As expected, we’ll have to wait until October 26th before we get details on the ECB’s plans for QE in 2018 but a taper is still most likely. Draghi raised his 2017 GDP forecast to 2.2% from 1.9%, acknowledging the recent improvement in activity (he said “robust and broad based” but he still believes in NIRP and massive QE because of the obsession with 2% inflation). He didn’t though shift his 2018 estimate of 1.8%. He did his best to jawbone the euro by saying the recent volatility “is a source of uncertainty and which requires monitoring.” That didn’t help as the euro is at the high of the morning at $1.20. Their inflation estimate for 2017 remains at 1.5% while they cut next year by one tenth because of the higher euro. Draghi said “core inflation has yet to show convincing upward trend.” To put this comment into perspective, core inflation is running at the quickest pace since 2013 at 1.2% and the average over the past 15 years is 1.3%. This highlights the madness of the monetary policy Draghi and the ECB are running. The eurozone is at best a 2% growth region.
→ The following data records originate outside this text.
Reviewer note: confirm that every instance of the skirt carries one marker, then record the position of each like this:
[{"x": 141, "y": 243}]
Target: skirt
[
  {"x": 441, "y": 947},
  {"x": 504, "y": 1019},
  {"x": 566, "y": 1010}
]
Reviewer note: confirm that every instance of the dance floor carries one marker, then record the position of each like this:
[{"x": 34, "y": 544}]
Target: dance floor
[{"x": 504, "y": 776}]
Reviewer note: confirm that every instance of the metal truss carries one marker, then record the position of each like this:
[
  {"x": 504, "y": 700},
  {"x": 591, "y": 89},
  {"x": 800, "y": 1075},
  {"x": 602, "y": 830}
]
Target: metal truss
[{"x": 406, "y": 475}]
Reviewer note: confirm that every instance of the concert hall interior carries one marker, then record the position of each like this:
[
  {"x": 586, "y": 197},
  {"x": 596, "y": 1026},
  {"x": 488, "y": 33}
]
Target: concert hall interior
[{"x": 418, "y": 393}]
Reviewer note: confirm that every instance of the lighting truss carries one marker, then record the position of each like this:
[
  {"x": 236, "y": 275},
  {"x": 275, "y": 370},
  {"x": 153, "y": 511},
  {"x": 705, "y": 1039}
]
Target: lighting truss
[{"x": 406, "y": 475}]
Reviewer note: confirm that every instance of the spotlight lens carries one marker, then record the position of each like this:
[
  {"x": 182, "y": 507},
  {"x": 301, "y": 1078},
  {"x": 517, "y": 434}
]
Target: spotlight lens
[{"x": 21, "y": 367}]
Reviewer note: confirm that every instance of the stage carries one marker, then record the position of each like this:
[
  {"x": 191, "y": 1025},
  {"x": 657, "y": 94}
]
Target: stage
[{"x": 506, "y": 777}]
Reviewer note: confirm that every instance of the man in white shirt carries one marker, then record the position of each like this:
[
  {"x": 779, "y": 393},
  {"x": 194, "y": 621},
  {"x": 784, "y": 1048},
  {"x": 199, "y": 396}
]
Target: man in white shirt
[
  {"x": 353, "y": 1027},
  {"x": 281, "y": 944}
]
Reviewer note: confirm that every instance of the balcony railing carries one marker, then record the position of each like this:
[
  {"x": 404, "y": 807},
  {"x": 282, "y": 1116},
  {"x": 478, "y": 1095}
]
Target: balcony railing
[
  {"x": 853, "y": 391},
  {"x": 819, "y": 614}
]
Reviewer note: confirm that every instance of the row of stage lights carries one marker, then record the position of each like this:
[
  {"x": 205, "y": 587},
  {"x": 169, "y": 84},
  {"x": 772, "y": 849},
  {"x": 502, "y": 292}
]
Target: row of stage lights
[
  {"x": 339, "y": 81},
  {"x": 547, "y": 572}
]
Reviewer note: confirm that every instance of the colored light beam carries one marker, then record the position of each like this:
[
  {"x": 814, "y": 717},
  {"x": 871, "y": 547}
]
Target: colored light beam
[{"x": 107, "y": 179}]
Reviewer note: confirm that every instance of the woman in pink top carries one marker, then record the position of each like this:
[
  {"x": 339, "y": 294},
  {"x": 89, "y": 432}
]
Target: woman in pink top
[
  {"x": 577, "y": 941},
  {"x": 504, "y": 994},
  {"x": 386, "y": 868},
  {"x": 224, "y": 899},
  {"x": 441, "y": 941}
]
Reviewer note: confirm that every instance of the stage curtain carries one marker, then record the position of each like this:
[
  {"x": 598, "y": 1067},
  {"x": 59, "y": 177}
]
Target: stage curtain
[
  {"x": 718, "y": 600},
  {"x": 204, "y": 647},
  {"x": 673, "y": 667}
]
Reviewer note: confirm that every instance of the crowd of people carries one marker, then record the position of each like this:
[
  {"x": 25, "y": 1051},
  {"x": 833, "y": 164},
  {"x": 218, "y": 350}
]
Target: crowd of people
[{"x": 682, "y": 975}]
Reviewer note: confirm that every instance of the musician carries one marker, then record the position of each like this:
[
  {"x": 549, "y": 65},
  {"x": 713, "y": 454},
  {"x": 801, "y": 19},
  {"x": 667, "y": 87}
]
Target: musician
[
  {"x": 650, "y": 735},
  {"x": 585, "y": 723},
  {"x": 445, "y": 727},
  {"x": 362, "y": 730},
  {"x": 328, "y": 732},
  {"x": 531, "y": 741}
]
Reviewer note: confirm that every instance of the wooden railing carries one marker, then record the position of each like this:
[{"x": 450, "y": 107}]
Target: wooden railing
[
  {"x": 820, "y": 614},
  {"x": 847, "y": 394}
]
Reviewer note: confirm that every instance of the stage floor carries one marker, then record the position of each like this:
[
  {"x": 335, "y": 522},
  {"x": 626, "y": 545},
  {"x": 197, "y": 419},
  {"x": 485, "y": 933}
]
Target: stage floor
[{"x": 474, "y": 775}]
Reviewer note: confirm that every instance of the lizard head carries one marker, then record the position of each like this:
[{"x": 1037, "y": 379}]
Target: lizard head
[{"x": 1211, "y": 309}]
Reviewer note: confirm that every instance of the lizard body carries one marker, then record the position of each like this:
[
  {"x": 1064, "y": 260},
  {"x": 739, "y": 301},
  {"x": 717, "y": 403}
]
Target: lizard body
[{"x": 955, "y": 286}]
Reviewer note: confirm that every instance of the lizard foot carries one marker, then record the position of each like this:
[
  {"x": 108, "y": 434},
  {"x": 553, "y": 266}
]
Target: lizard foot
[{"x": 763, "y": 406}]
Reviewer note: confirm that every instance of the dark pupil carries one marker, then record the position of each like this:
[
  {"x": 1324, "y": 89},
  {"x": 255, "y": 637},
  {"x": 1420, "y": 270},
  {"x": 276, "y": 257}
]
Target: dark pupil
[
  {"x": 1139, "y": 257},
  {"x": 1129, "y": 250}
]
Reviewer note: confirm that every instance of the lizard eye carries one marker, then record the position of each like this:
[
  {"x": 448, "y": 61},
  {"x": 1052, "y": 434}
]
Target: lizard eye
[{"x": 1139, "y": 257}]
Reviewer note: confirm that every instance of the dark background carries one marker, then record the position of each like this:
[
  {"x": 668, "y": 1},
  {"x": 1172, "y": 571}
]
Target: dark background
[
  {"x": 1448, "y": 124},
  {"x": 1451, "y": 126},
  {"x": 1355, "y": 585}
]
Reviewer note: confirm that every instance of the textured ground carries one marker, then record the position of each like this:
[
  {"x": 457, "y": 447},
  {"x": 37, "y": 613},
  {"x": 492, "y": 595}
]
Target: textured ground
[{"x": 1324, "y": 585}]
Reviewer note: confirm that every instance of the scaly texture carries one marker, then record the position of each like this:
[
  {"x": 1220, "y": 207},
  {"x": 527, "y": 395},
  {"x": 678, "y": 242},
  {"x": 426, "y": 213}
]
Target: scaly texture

In the Q&A, he did acknowledge my point above that core inflation is creeping up which then sent the euro even higher (and gold is approaching $1350). He arrogantly said that “this recovery remains dependent on monetary policy.” He then contradicted himself by saying growth is good because of higher disposable income due to a better labor market. Wanting higher inflation however would lower disposable income.
He was so vague on the discussion about different scenarios with what the QE process will follow from here and didn’t tip his hand at all.